AI's ability to write code no longer surprises anyone. Tools like GitHub Copilot, Cursor, and Claude Code have become part of developers' daily workflow. But with OpenAI's announcement of Codex Security as a research preview, a very different question has emerged: Can AI also understand whether the code it writes is secure?

Short answer: Now, yes.

What Does Codex Security Do?

Codex Security takes a different approach from traditional static analysis tools. Instead of scanning a single file line by line, it understands the entire project context. This means:

  • It can detect when a function that looks safe in isolation becomes dangerous in the context where it's called
  • It can trace how user input flows through the data pipeline
  • It can find common vulnerability types like SQL injection, XSS, and SSRF not just through pattern matching, but with semantic understanding

The most critical difference: Codex Security doesn't just say "there might be a problem here" — it explains why the vulnerability is dangerous and offers a fix.

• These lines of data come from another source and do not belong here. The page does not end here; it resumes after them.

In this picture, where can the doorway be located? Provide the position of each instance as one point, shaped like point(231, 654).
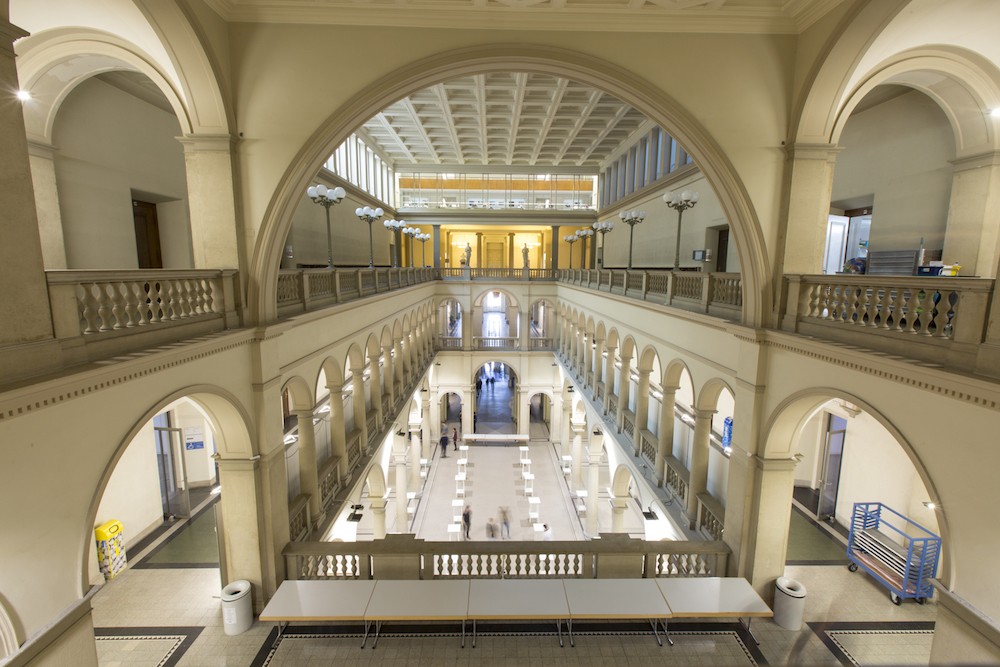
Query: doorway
point(833, 455)
point(147, 235)
point(171, 468)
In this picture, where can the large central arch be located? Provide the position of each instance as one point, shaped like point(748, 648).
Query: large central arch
point(639, 93)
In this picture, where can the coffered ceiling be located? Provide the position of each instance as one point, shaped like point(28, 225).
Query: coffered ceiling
point(504, 119)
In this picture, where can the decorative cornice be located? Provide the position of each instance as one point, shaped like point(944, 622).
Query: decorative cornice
point(18, 402)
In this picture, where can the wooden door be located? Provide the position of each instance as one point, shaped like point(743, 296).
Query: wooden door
point(147, 235)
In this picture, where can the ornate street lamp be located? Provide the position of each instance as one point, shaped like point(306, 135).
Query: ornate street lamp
point(631, 218)
point(583, 235)
point(602, 228)
point(571, 239)
point(395, 226)
point(327, 197)
point(369, 215)
point(423, 238)
point(680, 202)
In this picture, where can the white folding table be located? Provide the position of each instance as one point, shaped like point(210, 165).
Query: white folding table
point(517, 600)
point(311, 600)
point(616, 598)
point(418, 600)
point(701, 597)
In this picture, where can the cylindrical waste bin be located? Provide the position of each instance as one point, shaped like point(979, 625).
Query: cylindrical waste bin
point(237, 607)
point(789, 603)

Why Does This Matter So Much?

In the software world, security vulnerabilities are typically found in two ways: either by a security researcher (expensive and slow), or after an attack has already occurred (too late). Existing static analysis tools (SAST) produce high rates of false positives and waste developers' time.

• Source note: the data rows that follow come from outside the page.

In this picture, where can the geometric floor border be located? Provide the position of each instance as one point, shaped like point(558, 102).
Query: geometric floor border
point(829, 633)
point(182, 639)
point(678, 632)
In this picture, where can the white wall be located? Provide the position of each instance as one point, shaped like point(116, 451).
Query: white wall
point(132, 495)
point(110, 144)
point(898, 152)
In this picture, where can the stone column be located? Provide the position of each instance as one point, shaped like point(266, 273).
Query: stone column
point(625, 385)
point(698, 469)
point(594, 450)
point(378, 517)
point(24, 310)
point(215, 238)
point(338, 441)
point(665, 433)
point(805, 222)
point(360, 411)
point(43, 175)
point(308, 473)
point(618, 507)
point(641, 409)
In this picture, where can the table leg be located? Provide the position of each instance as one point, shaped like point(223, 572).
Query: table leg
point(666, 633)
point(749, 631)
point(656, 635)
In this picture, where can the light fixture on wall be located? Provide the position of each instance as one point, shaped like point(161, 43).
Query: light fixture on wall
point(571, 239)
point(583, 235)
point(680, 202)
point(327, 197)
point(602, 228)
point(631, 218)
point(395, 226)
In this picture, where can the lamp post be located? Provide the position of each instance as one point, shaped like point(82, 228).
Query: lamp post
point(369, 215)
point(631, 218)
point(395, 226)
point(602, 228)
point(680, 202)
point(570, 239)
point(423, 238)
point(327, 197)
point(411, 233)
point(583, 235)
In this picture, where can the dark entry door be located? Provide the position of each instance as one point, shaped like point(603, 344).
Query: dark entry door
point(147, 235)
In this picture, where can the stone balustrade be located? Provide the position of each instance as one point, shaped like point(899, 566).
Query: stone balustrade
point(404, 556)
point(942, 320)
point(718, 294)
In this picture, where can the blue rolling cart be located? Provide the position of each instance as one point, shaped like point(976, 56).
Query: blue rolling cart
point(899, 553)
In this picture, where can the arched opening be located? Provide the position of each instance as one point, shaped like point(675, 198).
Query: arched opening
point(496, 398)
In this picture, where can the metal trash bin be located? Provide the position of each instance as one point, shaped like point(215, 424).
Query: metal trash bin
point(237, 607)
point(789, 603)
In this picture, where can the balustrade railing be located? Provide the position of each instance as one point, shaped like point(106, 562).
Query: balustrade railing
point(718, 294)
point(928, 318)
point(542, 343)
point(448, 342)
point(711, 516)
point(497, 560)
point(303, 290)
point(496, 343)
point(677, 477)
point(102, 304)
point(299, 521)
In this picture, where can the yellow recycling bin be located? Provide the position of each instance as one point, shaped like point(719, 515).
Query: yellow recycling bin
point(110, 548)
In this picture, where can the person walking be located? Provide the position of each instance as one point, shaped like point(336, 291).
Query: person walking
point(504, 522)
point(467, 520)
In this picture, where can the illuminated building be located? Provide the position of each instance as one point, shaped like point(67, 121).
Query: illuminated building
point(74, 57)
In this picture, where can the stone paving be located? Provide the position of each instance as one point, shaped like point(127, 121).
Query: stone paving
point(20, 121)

Codex Security's promise is to break this cycle:

  1. During development: Security scanning before commits, as code is being written
  2. Context awareness: Contextual analysis across the entire project, not just a single file
  3. Validation: Assessing whether a found vulnerability is actually exploitable
  4. Remediation: Not just warnings, but concrete fix suggestions

What Changes for Developers?

This development could be a game-changer, especially for small and mid-sized teams. While large companies have dedicated security teams, in most startups and SMBs, security is something developers look at "if there's time." AI-powered security analysis has the potential to reduce this imbalance.

However, there are important caveats:

  • AI doesn't replace human security experts. Complex attack vectors and business logic vulnerabilities still require human expertise.
  • The false positive problem isn't fully solved. Contextual analysis reduces the rate but doesn't eliminate it.
  • It's in research preview. It's not a production-ready product yet.

The Big Picture: AI's Role in the Software Lifecycle

Codex Security is one of the most concrete signs that AI's role in the software development process is expanding. AI is no longer just a code-writing assistant — it's evolving into a multi-layered partner that reviews code, tests, performs security audits, and suggests fixes.

This evolution is also changing how developers choose AI tools. Instead of being locked into a single tool, being able to use the most suitable AI solution for each stage — coding, review, testing, security — is becoming increasingly important.

The future is heading toward a cycle where AI audits the code that AI writes. Codex Security is one of the first serious steps in that cycle.